You Don't Owe Your Siblings

Carolyn's father was diagnosed with lung cancer. She helped him do a will, and he passed away last month. Carolyn has three siblings. He left $65,000 in a 401(k) only to Carolyn. Carolyn feels guilty now.

QUESTION: Carolyn in Dallas is calling because her father was diagnosed with lung cancer in March. She helped him do a will, and he passed away last month. Carolyn has three siblings, and the will left his possessions to all four children. He left $65,000 in a 401(k) only to Carolyn. She used the money to pay off her student loans. Carolyn feels guilty now.

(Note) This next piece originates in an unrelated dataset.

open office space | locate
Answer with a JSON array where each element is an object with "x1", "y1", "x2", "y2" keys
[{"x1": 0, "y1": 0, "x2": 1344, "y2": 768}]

ANSWER: It was fully his intent for you to get a different amount than your brothers’ and sisters’ total instead of putting you and your brothers and sisters equally, which he could have just as easily done. It’s not your right to feel bad. It’s not your money. If you won the lottery, would you feel like you owed them part of it? If your boss gave you a bonus, would you feel like you owed them part of it? This is your mother’s problem, and that’s a problem with her. What you need to do is get in her face, and she needs to grow some boundaries. I don’t think you owe any of this money to anyone. I’m not being mean about it. I just don’t. You need to go by your dad’s wishes. This was his money. He left it to you. He didn’t leave it to them. You’re violating his memory by falling into your mother’s guilt trips. Tell her to quit being a travel agent for guilt trips. The book is Boundaries, kiddo. Get the book by Dr. Henry Cloud.